I am trying to understand the variables:

innodb_log_file_size
innodb_flush_log_at_trx_commit

As I understand the innodb_log_file_size is for undo and redo purposes for when cancelling a transaction and for when server crashes. Does this mean that I can kind of ignore this if I don't plan on writing queries of the form:

START TRANSACTION;
UPDATE accounts SET balance = balance + 100 WHERE account_id = 98;
UPDATE accounts SET balance = balance - 100 WHERE account_id = 42;
COMMIT;

I also heard somewhere that

Every INSERT, UPDATE, DELETE is a transaction if autocommit=1.

What does this mean?

If I do zero transactions, will I gain any performance by setting innodb_flush_log_at_trx_commit=0? Since I won't need to sync after every transaction commit. But again I heard on youtube that if autocommit=1, then every insert, update, and delete "is a transaction".

I am confused.

Best Answer

If you are not in a transaction (i.e. if autocommit is 1 and you didn't BEGIN a new transaction), then every query you run implicitly starts its own transaction, and the transaction is committed or rolled back (depending on circumstances, such as when certain errors occur) immediately when the query finishes executing.

In other words, all DML is done in a transaction... it's only a matter of whether it's implicit or explicit. In InnoDB, everything (except DDL of course) is a transaction.

So, whether you control transactions yourself or not doesn't impact the range of appropriate settings, here. Like almost all other variables, you should leave innodb_log_file_size at the default value unless you have a specific and valid reason to change it and understand the rationale for the change... and note that the suggestions output by tuning scripts do not constitute a valid reason to change anything. As a rule, stay away from those.
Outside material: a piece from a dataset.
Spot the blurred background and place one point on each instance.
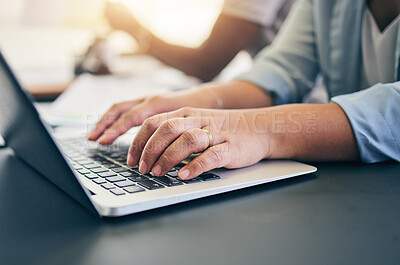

innodb_flush_log_at_trx_commit controls strict ACID compliance, and should be set to 1 if the database is critical (typical setting for master), 2 if it's important (typical setting for replicas) or 0 if you don't care all that much. It's a little more complex than that, but safest to less safe, the order is 1, 2, 0. Fastest to slowest is generally the opposite, 0, 2, 1. 2 is a relaxed version of 1 but the difference between 1 and 2 is typically more significant than the difference between 2 and 0. The impact of this variable is also fundamentally the same whether your transactions are explicit or implicit because, again, everything in InnoDB is a transaction.